Day 9 Killegruer - Danger Zones; the future of our beaches?
Friday 14th April 2017
Just past 9 pm, we arrived at The Hotel Argyll, Bellochantuy (pronunciation nightmare!) about halfway down the western coast of the Kintyre peninsula after an epic 8-hour drive. Lucy (Ellie’s 4x4) and Ellie did an amazing job in covering the 700 miles, experiencing everything from the twisting roads of the Lake District, motorways, city traffic through Glasgow, spectacular drive through Lochs, forests and over mountains!
We even got a salute from the RAF!
Three Tornado Fighters-Bombers buzzed us on the motorway at just 200ft! We were listening to some tunes on BBC Radio 1 approaching Glasgow from the South, when a thunderous roar overtook. Shocked, we had thought there was a crash behind us and that we were going to be hit from behind. Other motorists slowed down and it was lucky Ellie still had her wits about her to slow down avoiding a collision, at that point she had driven nearly 6hrs non-stop! We're at a loss as to why the jets were allowed to fly over a motorway at such low altitude as it could so easily cause a crash; it only takes 1 or 2second distraction to cause a crash at 70mph!
We awoke to a windy and dreary Friday morning blanketed with a heavy grey sky. The beach at Killegruer campsite at the other end of the bay didn’t offer any respite from the wind or the drizzle which had now decided to now add itself to joyus scene.
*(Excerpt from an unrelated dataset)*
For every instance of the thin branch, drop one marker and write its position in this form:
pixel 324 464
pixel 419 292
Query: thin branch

The leaden clouds, blowing in on a strengthening breeze were laden with a cold drizzle, all conspiring to produce some challenging conditions for drone flight. The difficulty was compounded by our survey drone having an issue with its Gimbal or IMU - instruments that help balance flight. Ellie managed to compensate for some decent survey images but with a lot of difficulty. It will need to have a full service when we finish the current phase, in the mean time a cold calibration seems to be managing okay.
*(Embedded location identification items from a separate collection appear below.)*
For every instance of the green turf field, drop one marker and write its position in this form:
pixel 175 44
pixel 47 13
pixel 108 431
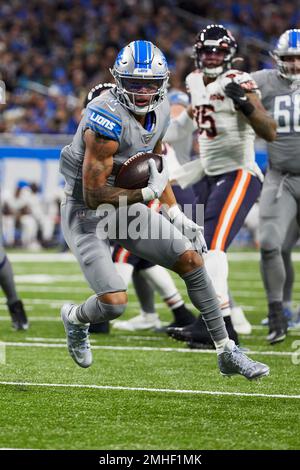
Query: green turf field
pixel 144 391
During the beach clean we found two concentrations of litter; one on the cliff in front of the campsite amongst sea defences which act as a trap, the second about 300m south at a point where a medium sized stream enters the sea. Otherwise, there were many sweet wrappers with little sign of weathering by salt water or rain, suggesting they’d been recently deposited - most likely by callous beach goers.
Ellie found the weirdest item to date - a solar powered mushroom! We’re both at a loss to describe what it might be used for as there was no obvious light.
And the most interesting - a bottle of “Parazone” bleach that looked distinctly 1950 in design. The bottle of Parazone included instructions on the back that read:
If swallowed drink
plenty of water”
If recognise the bottle please contact us and let us know!
Unfortunately, there is no antidote for the fish that will end up ingesting the tiny plastic fragments from these containers.
We also found an alarming amount of metal frames and rods on the surface and embedded in the sand, easily hazards for marine life, humans and dogs. With such dangerous items washing up on our beaches; how soon before beaches become hazardous zones of marine litter? And whose responsibility is it to clean? Furtherstill, who pays for it?
We are facing a world where beaches are becoming major health hazards, and will become ‘no-go’ zones just like landfill areas or construction sites. It is a sad thought that our beautiful beaches - particularly here in the UK where our beaches are truly unique and provide a welcome respite from the cities - may well become abandoned as too dangerous for the children we so desperately need to connect with them. Indeed, this is already the case in many parts of the world today.
These are all questions that we will eventually need to find an answer to and the longer we wait the harder the solution will be.
190 items, weighing in at 17kg, and breaking down as such;
Of the 100 metres of beach;
- Plastic ropes & netting - 84
- Plastic Fragments - 53
- Sweet/Food wrapping - 24
- Plastic Bottles - 8
- Other Containers - 6
- Bottle Caps - 4
- Plastic Bags - 4
- Balloons - 3
- Rubber items 2, Straws 2, Food Containers 2, Cups 1, Foam 1, Floats 1, Sanitary products 1.
Equating to 44% Plastic Rope and Netting, 27% Plastic Fragments, 13% Sweet/Food wrapping. These major items took 84% of the haul for the day.
This is a fairly typical breakdown of beach litter, although from what we understand, in the summer the % of sweet/food wrappers increases to be the dominant proportion from our local sources.